Antes do PMF, cada nova pessoa aumenta a complexidade, mas não aumenta a clareza. A Gamma só expandiu quando o seu produto já estava resolvendo problemas reais.
III. Porque É Que a Maioria Falha
- O “Shiny Object Syndrome” da IA:
- Mais do que nunca, vemos startups a adicionarem IA por motivos puramente superficiais: “O nosso SaaS precisa de um chatbot de IA, senão parece desatualizado". É confundir tecnologia com valor. É sacrificar profundidade por “novidade”.
- Escala Prematura:
- Existe um dogma: “Mais staff = entrega mais rápida” Na prática, é o contrário. Cada nova pessoa acrescenta:
- Mais Comunicação,;
- Mais Alinhamento;
- Mais Coordenação;
- Mais Overhead;
- Menos Velocidade.
- Existe um dogma: “Mais staff = entrega mais rápida” Na prática, é o contrário. Cada nova pessoa acrescenta:
- Abordagem às Ferramentas:
A indústria ainda opera sob a mentalidade corporativa de impor stacks: “Usamos estas ferramentas, este editor, esta infraestrutura.”. Mas ao tentar eliminá-lo, eliminam também inovação e autonomia. A Gamma optou por uma abordagem radical: não restringir ferramentas. Cada pessoa escolhe o que lhe permite trabalhar melhor. A métrica é produtividade, não conformidade. E essa autonomia é a infraestrutura invisível das equipes verdadeiramente eficientes.
IV. Seja apaixonado pelo problema, não pela tendência
- O que significa amar um problema?
Soluções envelhecem, tecnologias se tornam obsoletas. Mas problemas, comunicação, storytelling, coordenação, decisão permanecem.
A Gamma nunca se apaixonou por “slides bonitos” ou “IA que gera apresentações”. Se apaixonou pelo problema: como permitir que qualquer pessoa conte uma história visual com clareza e impacto. Essa paixão é durável. A tecnologia é apenas uma ferramenta para servi-la.

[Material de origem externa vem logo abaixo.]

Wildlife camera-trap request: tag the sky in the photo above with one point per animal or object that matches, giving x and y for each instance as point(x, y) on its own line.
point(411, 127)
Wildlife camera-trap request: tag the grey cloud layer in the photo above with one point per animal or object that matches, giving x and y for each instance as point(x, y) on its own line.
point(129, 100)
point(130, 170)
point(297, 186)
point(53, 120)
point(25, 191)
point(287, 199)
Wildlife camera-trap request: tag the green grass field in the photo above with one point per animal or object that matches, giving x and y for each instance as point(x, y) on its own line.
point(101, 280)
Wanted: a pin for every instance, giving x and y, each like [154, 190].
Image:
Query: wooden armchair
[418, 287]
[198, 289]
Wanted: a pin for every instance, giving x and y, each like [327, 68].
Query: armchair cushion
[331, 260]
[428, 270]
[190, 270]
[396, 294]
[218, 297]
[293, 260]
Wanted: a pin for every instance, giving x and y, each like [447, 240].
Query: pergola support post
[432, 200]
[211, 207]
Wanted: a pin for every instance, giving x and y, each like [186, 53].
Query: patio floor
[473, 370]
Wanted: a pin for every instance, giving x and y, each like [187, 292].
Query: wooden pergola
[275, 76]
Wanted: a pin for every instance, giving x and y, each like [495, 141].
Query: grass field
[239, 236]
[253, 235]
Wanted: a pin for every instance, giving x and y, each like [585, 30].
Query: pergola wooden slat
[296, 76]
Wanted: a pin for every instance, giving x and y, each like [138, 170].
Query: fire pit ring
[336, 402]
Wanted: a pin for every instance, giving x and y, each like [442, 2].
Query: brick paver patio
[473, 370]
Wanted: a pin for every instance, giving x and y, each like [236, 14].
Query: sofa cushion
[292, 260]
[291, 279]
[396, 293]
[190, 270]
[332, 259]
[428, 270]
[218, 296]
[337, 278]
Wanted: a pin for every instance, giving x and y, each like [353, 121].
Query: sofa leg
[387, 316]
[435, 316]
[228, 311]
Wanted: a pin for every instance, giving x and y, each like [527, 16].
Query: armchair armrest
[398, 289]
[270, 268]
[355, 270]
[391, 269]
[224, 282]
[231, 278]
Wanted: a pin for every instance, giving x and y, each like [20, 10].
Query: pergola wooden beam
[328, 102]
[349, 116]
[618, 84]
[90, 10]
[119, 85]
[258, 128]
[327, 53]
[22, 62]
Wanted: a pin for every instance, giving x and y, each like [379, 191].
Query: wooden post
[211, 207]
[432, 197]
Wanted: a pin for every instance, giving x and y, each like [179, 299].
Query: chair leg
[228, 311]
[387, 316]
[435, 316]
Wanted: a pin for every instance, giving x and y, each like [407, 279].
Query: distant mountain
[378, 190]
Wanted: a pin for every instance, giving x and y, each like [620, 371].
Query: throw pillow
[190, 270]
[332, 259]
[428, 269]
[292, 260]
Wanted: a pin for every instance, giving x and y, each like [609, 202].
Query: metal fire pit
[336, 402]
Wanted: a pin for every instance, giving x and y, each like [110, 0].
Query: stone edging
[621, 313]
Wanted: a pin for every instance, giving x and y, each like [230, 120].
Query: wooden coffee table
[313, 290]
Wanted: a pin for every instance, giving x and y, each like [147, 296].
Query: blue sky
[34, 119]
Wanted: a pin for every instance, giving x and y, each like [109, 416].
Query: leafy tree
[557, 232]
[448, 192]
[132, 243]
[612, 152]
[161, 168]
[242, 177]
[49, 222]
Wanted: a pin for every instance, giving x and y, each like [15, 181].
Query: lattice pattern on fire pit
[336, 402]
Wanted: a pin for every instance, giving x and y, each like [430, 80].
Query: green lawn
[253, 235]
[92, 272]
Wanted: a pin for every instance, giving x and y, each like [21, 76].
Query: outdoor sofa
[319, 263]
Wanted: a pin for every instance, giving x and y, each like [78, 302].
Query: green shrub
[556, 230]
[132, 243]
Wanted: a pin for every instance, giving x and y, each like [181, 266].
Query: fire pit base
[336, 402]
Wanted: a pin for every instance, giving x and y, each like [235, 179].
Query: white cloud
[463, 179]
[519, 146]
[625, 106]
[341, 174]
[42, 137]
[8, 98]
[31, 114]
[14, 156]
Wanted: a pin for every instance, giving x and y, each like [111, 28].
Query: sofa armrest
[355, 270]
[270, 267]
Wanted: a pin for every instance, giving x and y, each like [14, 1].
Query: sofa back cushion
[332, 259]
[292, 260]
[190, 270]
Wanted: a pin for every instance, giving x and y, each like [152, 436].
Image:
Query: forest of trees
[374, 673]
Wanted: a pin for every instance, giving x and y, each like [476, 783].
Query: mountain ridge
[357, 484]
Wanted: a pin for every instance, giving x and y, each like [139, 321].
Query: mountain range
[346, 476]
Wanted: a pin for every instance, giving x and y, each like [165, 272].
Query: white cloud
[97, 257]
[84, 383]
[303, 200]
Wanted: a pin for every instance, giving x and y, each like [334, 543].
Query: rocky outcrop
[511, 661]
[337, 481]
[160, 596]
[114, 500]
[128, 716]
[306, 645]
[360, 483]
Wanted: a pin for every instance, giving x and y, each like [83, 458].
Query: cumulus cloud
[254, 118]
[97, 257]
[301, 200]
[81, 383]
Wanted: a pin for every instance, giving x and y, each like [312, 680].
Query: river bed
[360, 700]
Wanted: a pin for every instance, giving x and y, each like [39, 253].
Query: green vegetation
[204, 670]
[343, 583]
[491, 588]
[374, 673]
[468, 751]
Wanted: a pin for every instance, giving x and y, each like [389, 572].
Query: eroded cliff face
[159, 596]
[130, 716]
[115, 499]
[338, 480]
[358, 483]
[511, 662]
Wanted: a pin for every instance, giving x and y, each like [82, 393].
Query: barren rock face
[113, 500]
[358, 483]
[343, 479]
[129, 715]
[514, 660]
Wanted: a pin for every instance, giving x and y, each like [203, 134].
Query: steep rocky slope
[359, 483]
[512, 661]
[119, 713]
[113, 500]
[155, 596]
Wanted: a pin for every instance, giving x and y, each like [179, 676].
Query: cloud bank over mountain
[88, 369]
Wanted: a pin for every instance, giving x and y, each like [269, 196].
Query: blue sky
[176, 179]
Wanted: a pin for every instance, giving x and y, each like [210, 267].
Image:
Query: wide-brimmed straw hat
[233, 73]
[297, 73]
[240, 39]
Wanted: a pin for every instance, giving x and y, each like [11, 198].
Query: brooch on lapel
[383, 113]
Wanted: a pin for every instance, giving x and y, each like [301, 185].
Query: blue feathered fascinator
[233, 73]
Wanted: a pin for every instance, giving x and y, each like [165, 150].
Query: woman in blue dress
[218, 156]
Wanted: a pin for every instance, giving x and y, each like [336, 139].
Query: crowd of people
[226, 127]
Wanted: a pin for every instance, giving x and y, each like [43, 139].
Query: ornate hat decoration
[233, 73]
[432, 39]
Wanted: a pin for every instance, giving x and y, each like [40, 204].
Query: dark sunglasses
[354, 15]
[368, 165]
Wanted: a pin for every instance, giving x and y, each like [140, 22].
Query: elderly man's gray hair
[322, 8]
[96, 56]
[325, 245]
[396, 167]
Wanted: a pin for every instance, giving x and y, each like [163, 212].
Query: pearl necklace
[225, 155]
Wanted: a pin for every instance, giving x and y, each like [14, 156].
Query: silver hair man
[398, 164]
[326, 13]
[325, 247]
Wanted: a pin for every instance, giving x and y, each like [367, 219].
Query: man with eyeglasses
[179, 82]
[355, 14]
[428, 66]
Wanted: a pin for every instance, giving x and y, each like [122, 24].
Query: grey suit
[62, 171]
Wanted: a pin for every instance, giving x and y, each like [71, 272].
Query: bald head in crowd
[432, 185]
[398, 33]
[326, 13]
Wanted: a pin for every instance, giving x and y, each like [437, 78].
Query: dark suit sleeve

- A IA amplifica a verdade:
Quanto mais IA existir no mercado, mais fácil é copiar soluções. Logo, a vantagem competitiva muda de:
“O que conseguimos construir” para “O que compreendemos melhor do que os outros”. A tecnologia acelera a execução mas não substitui o entendimento.
- O Paradoxo B2B vs. B2C:
Grant Lee observa que o mercado B2C adota IA muito mais rápido que o B2B. Porquê?
Workflows empresariais são rígidos, politizados, cheios de burocracia institucional. Não se muda o processo só porque apareceu uma feature nova. É por isso que founders B2B que entendem o porquê desses workflows existirem, não apenas como eles funcionam, têm vantagem.
No WebSummit, a Gamma não apresentou funcionalidades novas. Apresentou um velho modelo de crescimento e um manifesto como esse não muda indústrias porque todos concordam, mas porque alguém reconhece uma verdade inconveniente.